Co-authored-by: Natalie &lt;nat@nullable.se&gt;
Co-authored-by: Sebastian Bernauer &lt;sebastian.bernauer@stackable.de&gt;
diff --git a/modules/concepts/pages/operations/cluster_operations.adoc b/modules/concepts/pages/operations/cluster_operations.adoc
@@ -6,6 +6,8 @@ Stackable operators offer different cluster operations to control the reconcilia
 * `reconciliationPaused` - Stop the operator from reconciling the cluster spec. The status will still be updated.
 * `stopped` - Stop all running pods but keep updating all deployed resources like `ConfigMaps`, `Services` and the cluster status.
 
+If not specified, `clusterOperation.reconciliationPaused` and `clusterOperation.stopped` default to `false`.
+
 == Example
 
 [source,yaml]
@@ -15,8 +17,54 @@ include::example$cluster-operations.yaml[]
 <1> The `clusterOperation.reconciliationPaused` flag set to `true` stops the operator from reconciling any changes to the cluster spec. The cluster status is still updated.
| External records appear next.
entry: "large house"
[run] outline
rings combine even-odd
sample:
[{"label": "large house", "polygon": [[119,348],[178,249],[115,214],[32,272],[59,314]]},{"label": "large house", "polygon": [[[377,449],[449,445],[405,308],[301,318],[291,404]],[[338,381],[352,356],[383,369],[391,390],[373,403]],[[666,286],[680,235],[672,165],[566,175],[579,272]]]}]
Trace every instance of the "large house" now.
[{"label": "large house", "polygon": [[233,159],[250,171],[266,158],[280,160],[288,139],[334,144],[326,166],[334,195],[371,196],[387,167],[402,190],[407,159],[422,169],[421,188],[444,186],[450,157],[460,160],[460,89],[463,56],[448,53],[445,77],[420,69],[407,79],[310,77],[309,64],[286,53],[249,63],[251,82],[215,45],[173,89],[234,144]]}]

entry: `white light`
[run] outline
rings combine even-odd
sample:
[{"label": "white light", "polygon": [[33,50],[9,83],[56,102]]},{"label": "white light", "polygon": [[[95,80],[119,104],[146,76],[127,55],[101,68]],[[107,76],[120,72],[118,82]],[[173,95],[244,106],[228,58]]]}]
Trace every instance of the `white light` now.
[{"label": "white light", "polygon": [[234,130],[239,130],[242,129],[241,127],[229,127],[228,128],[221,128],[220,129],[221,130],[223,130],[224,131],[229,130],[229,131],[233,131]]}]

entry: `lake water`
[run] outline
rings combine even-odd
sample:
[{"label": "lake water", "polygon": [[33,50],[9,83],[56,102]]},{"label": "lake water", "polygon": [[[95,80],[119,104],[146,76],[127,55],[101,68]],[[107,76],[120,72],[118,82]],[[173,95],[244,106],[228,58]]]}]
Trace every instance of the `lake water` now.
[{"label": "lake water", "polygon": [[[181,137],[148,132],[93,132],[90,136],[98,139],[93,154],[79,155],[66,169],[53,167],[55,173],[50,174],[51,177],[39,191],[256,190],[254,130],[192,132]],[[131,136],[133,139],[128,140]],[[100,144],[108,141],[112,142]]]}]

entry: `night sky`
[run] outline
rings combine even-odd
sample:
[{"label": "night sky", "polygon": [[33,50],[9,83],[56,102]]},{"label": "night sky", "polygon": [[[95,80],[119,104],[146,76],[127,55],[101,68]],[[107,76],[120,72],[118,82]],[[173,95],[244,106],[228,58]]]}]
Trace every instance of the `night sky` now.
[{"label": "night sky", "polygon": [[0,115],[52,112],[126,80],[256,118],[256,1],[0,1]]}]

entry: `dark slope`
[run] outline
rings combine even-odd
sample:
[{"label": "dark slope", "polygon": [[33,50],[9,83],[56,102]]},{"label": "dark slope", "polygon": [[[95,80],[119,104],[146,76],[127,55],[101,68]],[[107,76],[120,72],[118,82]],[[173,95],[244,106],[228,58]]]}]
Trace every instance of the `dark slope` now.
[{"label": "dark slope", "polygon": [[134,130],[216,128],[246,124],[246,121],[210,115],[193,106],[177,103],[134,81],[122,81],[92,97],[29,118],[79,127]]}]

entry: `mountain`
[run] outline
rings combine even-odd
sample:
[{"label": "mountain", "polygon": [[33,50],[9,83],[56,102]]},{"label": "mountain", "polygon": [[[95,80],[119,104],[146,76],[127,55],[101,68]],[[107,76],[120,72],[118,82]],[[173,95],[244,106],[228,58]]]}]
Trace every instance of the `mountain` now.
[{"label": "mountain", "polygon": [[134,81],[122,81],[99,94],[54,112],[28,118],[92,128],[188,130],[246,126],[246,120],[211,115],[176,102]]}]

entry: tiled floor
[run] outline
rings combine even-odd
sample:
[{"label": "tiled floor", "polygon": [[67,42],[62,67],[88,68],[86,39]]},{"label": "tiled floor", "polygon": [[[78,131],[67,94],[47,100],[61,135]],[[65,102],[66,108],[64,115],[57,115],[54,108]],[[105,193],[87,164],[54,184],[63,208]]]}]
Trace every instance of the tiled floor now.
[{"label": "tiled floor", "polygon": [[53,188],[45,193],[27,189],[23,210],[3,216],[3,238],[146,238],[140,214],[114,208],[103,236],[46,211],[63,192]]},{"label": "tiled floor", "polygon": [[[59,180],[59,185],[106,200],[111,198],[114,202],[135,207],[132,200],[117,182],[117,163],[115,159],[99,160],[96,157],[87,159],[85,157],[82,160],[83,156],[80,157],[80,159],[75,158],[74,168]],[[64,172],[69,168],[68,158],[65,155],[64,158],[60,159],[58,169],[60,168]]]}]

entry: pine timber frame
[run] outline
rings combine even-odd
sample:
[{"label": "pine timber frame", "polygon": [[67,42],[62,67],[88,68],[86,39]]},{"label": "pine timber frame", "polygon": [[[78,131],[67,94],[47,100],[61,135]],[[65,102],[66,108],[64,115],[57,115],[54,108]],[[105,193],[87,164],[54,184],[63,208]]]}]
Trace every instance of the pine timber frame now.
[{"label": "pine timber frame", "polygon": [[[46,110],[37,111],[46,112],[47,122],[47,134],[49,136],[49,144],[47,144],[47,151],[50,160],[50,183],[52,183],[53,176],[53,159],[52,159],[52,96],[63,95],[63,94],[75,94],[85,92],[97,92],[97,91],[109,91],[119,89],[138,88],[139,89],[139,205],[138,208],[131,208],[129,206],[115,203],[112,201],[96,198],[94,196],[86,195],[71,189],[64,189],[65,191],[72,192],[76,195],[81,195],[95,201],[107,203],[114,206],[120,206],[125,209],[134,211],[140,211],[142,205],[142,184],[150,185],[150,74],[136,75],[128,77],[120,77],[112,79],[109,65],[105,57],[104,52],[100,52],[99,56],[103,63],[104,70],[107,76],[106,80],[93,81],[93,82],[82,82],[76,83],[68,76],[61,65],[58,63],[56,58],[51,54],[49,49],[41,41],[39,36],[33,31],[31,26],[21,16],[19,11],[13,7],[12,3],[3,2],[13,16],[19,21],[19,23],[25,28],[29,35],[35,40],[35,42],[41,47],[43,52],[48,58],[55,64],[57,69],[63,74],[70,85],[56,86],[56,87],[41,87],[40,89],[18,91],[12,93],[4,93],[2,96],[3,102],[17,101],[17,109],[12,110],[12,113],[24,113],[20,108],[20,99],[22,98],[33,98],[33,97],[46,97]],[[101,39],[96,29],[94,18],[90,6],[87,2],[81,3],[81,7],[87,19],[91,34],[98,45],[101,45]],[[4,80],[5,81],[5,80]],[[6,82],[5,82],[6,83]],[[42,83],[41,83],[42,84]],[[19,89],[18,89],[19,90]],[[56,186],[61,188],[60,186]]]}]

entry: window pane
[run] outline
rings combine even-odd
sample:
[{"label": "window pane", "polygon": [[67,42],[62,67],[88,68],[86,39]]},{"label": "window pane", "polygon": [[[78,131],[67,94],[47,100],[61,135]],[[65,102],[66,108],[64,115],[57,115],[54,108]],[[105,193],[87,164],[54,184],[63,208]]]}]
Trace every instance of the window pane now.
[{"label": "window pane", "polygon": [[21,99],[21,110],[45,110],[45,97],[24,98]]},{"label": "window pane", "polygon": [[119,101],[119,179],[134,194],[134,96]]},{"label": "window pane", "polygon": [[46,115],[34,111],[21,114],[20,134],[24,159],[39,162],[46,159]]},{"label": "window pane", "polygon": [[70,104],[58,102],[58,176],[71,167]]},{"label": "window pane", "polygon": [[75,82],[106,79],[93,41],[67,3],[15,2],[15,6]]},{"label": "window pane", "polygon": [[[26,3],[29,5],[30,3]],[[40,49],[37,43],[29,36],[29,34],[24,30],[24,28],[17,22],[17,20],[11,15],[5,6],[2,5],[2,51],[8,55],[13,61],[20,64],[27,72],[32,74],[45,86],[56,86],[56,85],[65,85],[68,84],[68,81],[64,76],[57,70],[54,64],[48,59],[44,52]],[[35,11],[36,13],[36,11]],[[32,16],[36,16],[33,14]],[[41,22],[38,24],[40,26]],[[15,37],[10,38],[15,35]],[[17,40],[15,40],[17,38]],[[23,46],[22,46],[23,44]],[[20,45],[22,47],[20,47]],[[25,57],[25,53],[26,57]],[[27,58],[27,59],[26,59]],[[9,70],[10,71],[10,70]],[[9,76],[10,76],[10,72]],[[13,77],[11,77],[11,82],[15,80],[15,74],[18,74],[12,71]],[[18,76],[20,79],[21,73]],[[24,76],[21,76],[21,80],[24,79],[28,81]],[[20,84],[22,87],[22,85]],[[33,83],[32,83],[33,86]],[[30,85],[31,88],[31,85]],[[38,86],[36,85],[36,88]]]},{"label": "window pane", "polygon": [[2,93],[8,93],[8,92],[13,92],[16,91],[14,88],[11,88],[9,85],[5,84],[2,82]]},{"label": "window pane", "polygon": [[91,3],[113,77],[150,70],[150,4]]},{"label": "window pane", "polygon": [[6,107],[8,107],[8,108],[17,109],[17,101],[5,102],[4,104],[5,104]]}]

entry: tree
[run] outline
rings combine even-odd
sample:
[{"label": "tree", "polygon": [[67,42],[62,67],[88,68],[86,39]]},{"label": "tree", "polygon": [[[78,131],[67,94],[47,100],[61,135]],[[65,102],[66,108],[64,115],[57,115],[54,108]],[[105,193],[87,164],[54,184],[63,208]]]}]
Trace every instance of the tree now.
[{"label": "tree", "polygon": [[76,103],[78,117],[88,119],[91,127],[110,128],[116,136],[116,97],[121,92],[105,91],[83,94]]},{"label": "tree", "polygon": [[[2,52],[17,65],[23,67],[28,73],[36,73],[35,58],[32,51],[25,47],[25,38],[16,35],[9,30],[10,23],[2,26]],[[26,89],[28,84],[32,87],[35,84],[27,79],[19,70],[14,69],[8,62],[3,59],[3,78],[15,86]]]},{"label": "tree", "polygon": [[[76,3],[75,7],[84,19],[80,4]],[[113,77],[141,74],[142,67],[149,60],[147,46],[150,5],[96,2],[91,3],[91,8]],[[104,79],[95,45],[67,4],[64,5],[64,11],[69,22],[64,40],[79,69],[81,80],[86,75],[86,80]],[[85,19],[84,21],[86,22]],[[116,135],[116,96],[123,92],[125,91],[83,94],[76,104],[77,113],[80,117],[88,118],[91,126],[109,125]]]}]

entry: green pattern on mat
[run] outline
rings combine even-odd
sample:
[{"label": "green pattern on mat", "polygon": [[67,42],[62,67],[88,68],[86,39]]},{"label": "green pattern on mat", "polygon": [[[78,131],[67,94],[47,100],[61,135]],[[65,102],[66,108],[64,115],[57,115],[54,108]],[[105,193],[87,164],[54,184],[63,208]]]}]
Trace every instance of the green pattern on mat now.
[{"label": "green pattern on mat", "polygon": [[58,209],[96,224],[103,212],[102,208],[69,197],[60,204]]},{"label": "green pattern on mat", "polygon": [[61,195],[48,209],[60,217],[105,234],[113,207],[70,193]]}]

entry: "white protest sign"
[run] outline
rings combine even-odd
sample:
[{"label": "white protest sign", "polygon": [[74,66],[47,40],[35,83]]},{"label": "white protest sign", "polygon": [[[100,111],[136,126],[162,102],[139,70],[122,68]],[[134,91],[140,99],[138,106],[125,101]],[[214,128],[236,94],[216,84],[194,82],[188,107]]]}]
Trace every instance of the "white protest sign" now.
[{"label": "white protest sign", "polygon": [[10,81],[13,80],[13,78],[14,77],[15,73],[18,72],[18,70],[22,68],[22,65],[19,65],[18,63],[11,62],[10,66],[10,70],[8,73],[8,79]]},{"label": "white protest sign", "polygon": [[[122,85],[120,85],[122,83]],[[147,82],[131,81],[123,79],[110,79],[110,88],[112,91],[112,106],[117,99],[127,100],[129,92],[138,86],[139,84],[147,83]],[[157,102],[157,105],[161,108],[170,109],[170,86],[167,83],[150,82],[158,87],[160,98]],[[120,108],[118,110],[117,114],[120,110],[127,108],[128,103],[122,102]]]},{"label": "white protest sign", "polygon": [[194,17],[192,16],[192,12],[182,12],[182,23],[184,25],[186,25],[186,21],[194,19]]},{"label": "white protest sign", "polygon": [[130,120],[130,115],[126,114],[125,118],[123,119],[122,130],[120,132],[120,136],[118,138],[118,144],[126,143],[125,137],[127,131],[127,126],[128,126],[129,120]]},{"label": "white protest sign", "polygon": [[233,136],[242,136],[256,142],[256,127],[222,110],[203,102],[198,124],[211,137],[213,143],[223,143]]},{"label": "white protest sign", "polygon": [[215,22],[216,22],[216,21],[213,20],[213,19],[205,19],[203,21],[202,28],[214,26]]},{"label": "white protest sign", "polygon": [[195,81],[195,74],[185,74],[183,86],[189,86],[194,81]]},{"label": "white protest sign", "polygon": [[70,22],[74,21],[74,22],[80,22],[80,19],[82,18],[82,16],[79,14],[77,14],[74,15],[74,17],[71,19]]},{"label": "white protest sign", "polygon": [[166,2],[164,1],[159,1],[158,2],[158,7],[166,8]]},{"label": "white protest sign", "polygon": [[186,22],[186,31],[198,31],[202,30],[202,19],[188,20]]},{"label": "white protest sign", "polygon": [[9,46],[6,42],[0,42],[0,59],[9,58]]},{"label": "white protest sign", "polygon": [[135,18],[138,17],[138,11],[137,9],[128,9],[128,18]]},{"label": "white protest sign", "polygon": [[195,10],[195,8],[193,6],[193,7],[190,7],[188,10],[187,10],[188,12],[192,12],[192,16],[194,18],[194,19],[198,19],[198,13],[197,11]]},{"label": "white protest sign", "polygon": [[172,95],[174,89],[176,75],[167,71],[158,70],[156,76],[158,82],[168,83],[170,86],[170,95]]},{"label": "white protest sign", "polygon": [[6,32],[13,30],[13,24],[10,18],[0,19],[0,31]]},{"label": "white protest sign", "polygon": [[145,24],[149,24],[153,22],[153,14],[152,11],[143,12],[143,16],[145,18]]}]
 <2> The `clusterOperation.stopped` flag set to `true` stops all pods in the cluster. This is done by setting all deployed `StatefulSet` replicas to 0.
 
-== Notes
-
-If not specified, `clusterOperation.reconciliationPaused` and `clusterOperation.stopped` default to `false`.
 
 IMPORTANT: When setting `clusterOperation.reconciliationPaused` and `clusterOperation.stopped` to true in the same step, `clusterOperation.reconciliationPaused` will take precedence. This means the cluster will stop reconciling immediately and the `stopped` field is ignored. To avoid this, the cluster should first be stopped and then paused.
+
+== Service Restarts
+
+=== Manual Restarts
+
+Sometimes it is necessary to restart services deployed in Kubernetes. A service restart should induce as little disruption as possible, ideally none.
+
+Most operators create StatefulSet objects for the products they manage and Kubernetes offers a rollout mechanism to restart them. You can use `kubectl rollout restart statefulset` to restart a StatefulSet previously created by an operator.
+
+To illustrate how to use the command line to restart one or more Pods, we will assume you used the Stackable HDFS Operator to deploy an HDFS stacklet called `dumbo`.
+
+This stacklet will consist, among other things, of three StatefulSets created for each HDFS role: `namenode`, `datanode` and `journalnode`. Let's list them:
+
+[source,shell]
+----
+❯ kubectl get statefulset -l app.kubernetes.io/instance=dumbo
+NAME                        READY   AGE
+dumbo-datanode-default      2/2     4m41s
+dumbo-journalnode-default   1/1     4m41s
+dumbo-namenode-default      2/2     4m41s
+----
+
+To restart the HDFS DataNode Pods, run:
+
+[source,shell]
+----
+❯ kubectl rollout restart statefulset dumbo-datanode-default 
+statefulset.apps/dumbo-datanode-default restarted
+----
+
+Sometimes you want to restart all Pods of a stacklet and not just individual roles. This can be achieved in a similar manner by using labels instead of StatefulSet names. Continuing with the example above, to restart all HDFS Pods you would have to run:
+
+[source,shell]
+----
+❯ kubectl rollout restart statefulset --selector app.kubernetes.io/instance=dumbo
+----
+
+To wait for all Pods to be running again:
+
+[source,shell]
+----
+❯ kubectl rollout status statefulset --selector app.kubernetes.io/instance=dumbo
+----
+
+Here we used the label `app.kubernetes.io/instance=dumbo` to select all Pods that belong to a specific HDFS stacklet. This label is created by the operator and `dumbo` is the name of the HDFS stacklet as specified in the custom resource. You can add more labels to make finer grained restarts.
+
+== Automatic Restarts
+
+The Commons Operator of the Stackable Platform may restart Pods automatically, for purposes such as ensuring that TLS certificates are up-to-date. For details, see the xref:commons-operator:index.adoc[Commons Operator documentation].